A change of culture, but how?BMJ 2013; 346 doi: https://doi.org/10.1136/bmj.f1152 (Published 20 February 2013) Cite this as: BMJ 2013;346:f1152
- Fiona Godlee, editor, BMJ
Iona Heath writes her last column for us this week (doi:10.1136/bmj.f1004). Over the past seven years, her six weekly observations have acted as an external conscience for the BMJ. Her eloquence on the need to fight for social justice, personal integrity, and ethical practice has reminded us that we are not, and should never be, neutral on such matters. Readers have told us how her column sparks corridor debates. Her words have refreshed their sense of what it means to be a doctor working for the public good.
It is fitting, and perhaps not surprising, that her last column is a paean to the NHS. More particularly, it is a cri de coeur for those who work in the NHS, suffering as she sees it under continuous and unnecessary restructuring, ever increasing demands, and deliberate adverse propaganda. In the week after publication of the Francis report (doi:10.1136/bmj.f979), she offers a remedy for the devastating failings it so clearly documents: reciprocity. “If the government wants to see a health service permeated by the care, compassion, and respect that we all want for those we love, then it must pay much more attention to the importance of demonstrating those same qualities in its treatment of frontline health staff.”
This sounds much like the culture change called for by Francis. But how does an organisation the size of the NHS achieve such a change in culture?
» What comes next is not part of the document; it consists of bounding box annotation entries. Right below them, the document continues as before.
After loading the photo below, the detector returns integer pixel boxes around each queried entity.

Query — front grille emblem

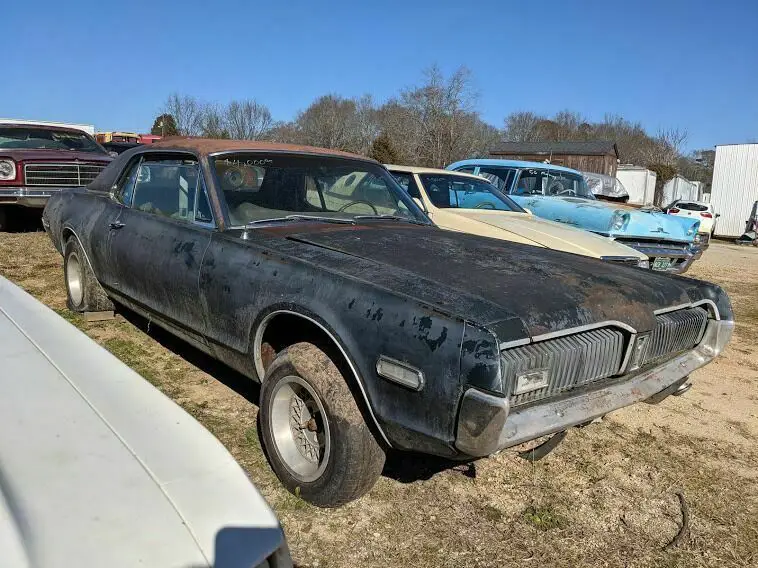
[629,333,650,371]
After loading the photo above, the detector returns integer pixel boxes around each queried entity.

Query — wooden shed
[489,140,619,177]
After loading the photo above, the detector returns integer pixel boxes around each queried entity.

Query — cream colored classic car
[386,165,649,268]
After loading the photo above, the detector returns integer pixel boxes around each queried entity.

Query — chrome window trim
[253,310,392,448]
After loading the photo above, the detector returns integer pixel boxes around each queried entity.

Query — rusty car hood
[260,224,719,336]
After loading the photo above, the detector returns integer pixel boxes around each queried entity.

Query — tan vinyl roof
[384,164,483,180]
[150,136,373,161]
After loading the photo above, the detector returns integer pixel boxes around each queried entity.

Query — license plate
[653,256,671,270]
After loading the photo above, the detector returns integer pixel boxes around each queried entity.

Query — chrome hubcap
[66,253,84,306]
[270,376,331,481]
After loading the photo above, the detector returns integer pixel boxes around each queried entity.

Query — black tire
[258,343,385,507]
[63,237,113,313]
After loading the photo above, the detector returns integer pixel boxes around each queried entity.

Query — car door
[109,152,215,347]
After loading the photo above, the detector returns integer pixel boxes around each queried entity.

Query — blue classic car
[446,158,702,274]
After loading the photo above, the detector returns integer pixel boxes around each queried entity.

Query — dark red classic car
[0,123,112,230]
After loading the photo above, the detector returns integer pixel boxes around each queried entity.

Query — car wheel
[63,238,113,312]
[258,343,385,507]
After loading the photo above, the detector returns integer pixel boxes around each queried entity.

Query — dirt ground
[0,232,758,567]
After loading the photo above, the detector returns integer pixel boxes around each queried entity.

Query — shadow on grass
[2,205,43,233]
[382,451,476,483]
[117,305,260,406]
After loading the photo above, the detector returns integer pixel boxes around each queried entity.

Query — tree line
[152,66,713,182]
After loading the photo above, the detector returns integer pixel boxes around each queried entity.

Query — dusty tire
[259,343,385,507]
[63,238,113,312]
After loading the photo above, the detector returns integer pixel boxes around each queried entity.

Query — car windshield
[510,168,595,199]
[212,153,430,226]
[0,127,105,154]
[674,201,708,211]
[419,174,523,212]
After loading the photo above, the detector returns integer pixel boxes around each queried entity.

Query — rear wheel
[259,343,385,507]
[63,237,113,312]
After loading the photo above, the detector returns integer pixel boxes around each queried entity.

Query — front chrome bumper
[0,186,61,207]
[455,320,734,457]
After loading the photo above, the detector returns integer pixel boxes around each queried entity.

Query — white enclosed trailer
[616,164,657,205]
[711,143,758,237]
[0,118,95,136]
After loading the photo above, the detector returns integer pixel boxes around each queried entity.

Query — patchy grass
[522,505,568,531]
[0,233,758,568]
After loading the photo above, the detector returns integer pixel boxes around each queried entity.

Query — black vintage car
[44,138,733,506]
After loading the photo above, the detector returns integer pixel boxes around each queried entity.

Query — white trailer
[616,164,657,205]
[0,118,95,136]
[711,143,758,237]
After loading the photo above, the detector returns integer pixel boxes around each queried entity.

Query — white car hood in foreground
[440,209,647,260]
[0,277,288,568]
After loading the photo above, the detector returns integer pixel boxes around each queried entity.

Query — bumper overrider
[0,186,61,207]
[455,319,734,457]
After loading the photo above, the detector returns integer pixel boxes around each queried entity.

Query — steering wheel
[221,167,245,189]
[337,199,379,215]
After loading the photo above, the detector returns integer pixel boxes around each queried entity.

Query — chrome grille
[500,328,625,406]
[645,308,708,364]
[615,237,690,258]
[24,162,105,187]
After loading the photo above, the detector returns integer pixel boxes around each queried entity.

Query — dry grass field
[0,232,758,568]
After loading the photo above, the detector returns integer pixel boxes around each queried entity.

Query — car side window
[392,172,421,199]
[132,157,202,225]
[115,160,141,207]
[480,166,516,193]
[513,169,546,195]
[195,175,213,223]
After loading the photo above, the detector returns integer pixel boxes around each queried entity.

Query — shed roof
[490,140,619,158]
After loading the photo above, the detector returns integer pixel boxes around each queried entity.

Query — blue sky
[0,0,758,148]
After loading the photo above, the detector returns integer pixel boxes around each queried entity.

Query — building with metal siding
[489,140,619,177]
[616,164,658,205]
[711,143,758,237]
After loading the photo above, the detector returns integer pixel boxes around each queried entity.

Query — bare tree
[295,95,356,150]
[161,93,203,136]
[200,103,230,138]
[223,99,274,140]
[503,111,542,142]
[399,66,478,167]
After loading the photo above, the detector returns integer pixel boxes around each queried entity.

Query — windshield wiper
[353,215,429,225]
[245,215,355,227]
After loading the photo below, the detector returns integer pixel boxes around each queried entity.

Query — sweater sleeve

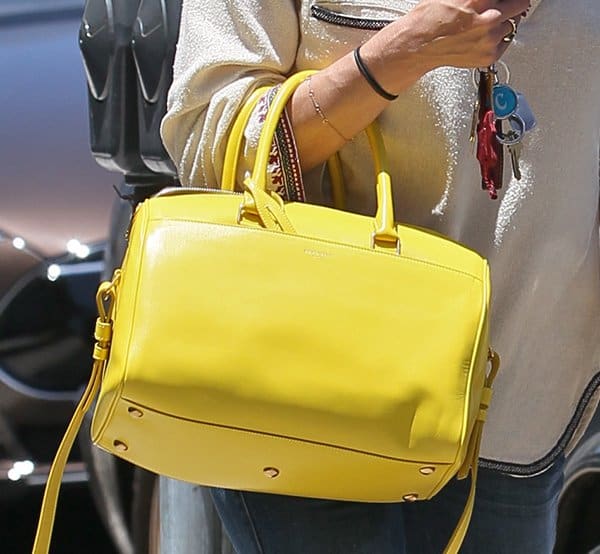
[161,0,299,187]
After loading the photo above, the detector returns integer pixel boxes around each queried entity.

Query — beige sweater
[162,0,600,475]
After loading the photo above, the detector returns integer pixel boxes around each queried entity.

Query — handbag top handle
[232,70,400,252]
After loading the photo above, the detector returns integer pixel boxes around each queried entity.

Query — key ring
[471,60,510,89]
[496,113,525,146]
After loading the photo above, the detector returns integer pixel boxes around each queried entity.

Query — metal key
[507,141,523,181]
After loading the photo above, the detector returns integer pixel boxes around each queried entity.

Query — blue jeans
[212,458,564,554]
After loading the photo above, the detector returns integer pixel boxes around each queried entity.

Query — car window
[0,0,85,18]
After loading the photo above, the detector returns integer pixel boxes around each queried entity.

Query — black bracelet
[354,46,398,102]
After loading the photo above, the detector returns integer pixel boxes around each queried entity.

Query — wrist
[360,14,436,95]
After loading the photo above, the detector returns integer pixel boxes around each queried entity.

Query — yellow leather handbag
[34,72,498,554]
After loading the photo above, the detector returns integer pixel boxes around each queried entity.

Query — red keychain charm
[476,66,504,200]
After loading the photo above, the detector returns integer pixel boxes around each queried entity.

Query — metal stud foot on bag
[371,232,402,256]
[263,467,279,479]
[127,407,144,419]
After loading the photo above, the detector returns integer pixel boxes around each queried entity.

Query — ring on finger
[502,17,518,42]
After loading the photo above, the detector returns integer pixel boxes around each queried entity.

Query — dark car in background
[0,0,113,498]
[0,0,600,554]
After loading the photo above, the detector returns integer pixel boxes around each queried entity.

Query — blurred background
[0,0,600,554]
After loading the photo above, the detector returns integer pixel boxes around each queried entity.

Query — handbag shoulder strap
[444,349,500,554]
[32,280,118,554]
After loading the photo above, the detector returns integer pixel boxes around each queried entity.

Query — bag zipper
[152,187,244,198]
[310,4,393,31]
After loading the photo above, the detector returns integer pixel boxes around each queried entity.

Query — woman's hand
[361,0,530,93]
[290,0,530,169]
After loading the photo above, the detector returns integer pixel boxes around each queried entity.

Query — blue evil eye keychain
[474,61,537,184]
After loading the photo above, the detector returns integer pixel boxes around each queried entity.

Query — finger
[494,16,521,44]
[481,0,531,22]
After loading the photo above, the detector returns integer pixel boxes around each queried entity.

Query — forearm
[290,0,528,169]
[290,18,431,170]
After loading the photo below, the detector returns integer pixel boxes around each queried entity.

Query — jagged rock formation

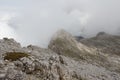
[0,30,120,80]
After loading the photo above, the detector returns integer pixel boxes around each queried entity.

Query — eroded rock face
[0,30,120,80]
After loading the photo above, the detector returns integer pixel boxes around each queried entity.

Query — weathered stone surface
[0,30,120,80]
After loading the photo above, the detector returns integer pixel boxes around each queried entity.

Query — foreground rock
[0,30,120,80]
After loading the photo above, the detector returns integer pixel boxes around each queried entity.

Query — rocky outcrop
[0,30,120,80]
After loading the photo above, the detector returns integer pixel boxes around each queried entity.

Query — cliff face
[0,30,120,80]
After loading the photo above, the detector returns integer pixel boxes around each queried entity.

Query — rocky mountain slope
[0,30,120,80]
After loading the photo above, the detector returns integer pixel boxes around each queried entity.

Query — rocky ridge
[0,30,120,80]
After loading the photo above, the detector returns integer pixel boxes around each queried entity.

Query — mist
[0,0,120,47]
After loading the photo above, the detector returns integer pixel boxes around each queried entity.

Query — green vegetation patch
[4,52,29,61]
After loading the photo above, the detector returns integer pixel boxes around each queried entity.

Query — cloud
[0,0,120,47]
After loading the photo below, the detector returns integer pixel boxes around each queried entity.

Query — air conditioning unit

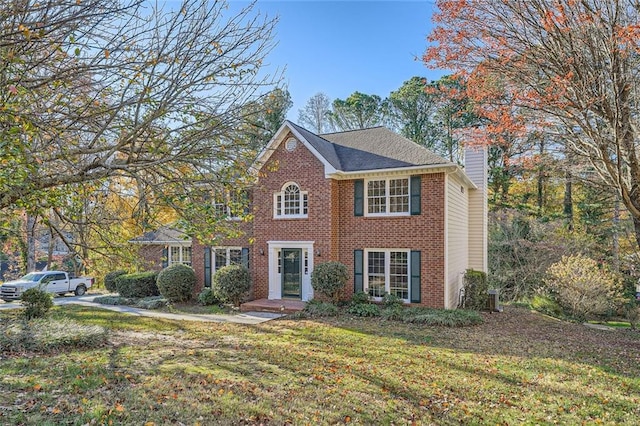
[487,289,502,312]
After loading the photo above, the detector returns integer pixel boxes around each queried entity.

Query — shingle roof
[129,227,191,244]
[289,122,453,172]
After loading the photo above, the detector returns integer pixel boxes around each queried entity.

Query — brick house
[134,121,487,308]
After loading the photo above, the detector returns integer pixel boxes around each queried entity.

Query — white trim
[167,244,193,266]
[128,240,191,247]
[267,241,315,301]
[326,164,478,189]
[273,181,309,219]
[362,248,411,303]
[364,176,411,217]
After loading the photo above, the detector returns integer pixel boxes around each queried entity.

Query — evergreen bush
[20,287,53,320]
[156,263,196,303]
[211,265,251,306]
[104,270,127,293]
[198,287,220,306]
[311,261,349,302]
[458,269,489,311]
[544,254,623,320]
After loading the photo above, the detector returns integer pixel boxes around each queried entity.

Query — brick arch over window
[273,182,309,219]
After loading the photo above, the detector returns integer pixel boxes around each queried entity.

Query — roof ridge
[318,125,384,136]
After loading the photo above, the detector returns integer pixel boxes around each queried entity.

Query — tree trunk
[612,194,620,272]
[25,214,37,272]
[563,170,573,231]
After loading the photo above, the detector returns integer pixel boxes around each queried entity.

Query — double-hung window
[167,246,191,266]
[211,247,242,273]
[273,182,309,219]
[365,178,409,216]
[364,249,411,302]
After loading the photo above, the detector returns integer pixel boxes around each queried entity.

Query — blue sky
[231,0,446,121]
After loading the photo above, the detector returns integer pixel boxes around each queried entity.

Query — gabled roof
[254,120,475,187]
[321,127,452,172]
[129,226,191,244]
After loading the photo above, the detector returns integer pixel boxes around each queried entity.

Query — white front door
[268,241,313,301]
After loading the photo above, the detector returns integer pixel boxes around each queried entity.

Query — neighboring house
[134,121,487,308]
[129,227,192,270]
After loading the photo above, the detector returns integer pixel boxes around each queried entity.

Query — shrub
[311,261,349,302]
[304,299,338,317]
[402,308,483,327]
[134,296,167,309]
[116,271,160,297]
[156,263,196,303]
[382,293,404,308]
[347,303,380,317]
[211,265,251,306]
[104,271,127,293]
[458,269,489,310]
[21,287,53,320]
[0,318,108,352]
[380,305,405,321]
[531,294,565,318]
[351,291,371,306]
[198,287,220,306]
[544,255,622,320]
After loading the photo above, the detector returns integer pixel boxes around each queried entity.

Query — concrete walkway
[0,294,284,325]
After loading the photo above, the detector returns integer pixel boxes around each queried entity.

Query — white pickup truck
[0,271,94,302]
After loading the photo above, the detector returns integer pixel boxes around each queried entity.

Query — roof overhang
[251,120,336,177]
[127,239,192,246]
[327,164,478,189]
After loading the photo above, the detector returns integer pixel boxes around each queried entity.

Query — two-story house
[134,121,487,308]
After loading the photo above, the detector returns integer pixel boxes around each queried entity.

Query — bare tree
[298,92,331,134]
[0,0,277,213]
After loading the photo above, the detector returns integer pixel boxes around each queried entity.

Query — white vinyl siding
[444,176,469,309]
[364,249,411,303]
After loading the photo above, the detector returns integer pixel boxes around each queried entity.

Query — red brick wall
[251,131,332,299]
[138,244,164,271]
[337,173,445,308]
[191,222,254,296]
[192,130,445,308]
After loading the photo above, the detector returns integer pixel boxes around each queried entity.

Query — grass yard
[0,306,640,425]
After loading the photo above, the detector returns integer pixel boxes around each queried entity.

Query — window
[211,247,242,273]
[167,246,191,266]
[366,178,409,215]
[364,250,410,302]
[273,182,309,218]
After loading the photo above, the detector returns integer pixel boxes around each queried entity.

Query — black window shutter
[353,179,364,216]
[409,175,422,215]
[353,250,364,293]
[162,246,169,268]
[411,250,420,303]
[204,247,211,287]
[240,247,249,269]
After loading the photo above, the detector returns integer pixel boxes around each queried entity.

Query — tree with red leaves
[424,0,640,250]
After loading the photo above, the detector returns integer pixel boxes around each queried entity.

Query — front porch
[240,299,307,314]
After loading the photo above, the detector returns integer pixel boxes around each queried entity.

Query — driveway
[0,294,284,325]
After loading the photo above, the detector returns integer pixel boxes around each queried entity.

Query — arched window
[273,182,308,218]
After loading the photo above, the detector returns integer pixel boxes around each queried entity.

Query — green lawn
[0,306,640,425]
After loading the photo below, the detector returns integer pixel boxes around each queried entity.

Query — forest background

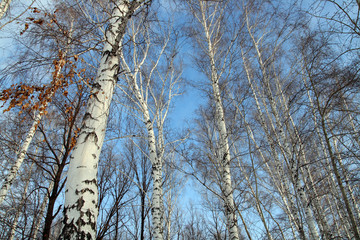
[0,0,360,240]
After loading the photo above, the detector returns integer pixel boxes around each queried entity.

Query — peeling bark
[60,0,145,240]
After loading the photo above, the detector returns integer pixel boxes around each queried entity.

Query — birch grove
[0,0,360,240]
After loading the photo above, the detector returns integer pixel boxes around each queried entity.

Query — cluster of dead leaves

In a brief article in Forbes magazine usefully entitled “The key to changing organizational culture” (www.forbes.com/sites/johnkotter/2012/09/27/the-key-to-changing-organizational-culture/), Harvard emeritus professor John Kotter explains. “A powerful person at the top, or a large enough group from anywhere in the organization, decides the old ways are not working, figures out a change vision, starts acting differently, and enlists others to act differently. If the new actions produce better results, if the results are communicated and celebrated, and if they are not killed off by the old culture fighting its rear-guard action, new norms will form and new shared values will grow.” What doesn’t work in changing culture? “Some group decides what the new culture should be. It turns a list of values over to the communications or HR departments with the order that they tell people what the new culture is. They cascade the message down the hierarchy, and little to nothing changes.”
Sadly, unless there is a real change of heart at the top of the NHS, this last version of events is all too likely. The BMJ is not keen on witch hunts of the sort currently being pursued by the Daily Mail against NHS chief executive David Nicholson. But given the grim findings of the Francis report and the gathering clamour from people who say they tried to speak out but were silenced by senior NHS management (doi: 10.1136/bmj.f1083), we think there is a legitimate question on which BMJ readers should have their say. Should David Nicholson resign? We invite your votes in our poll (bmj.com) and views in rapid responses.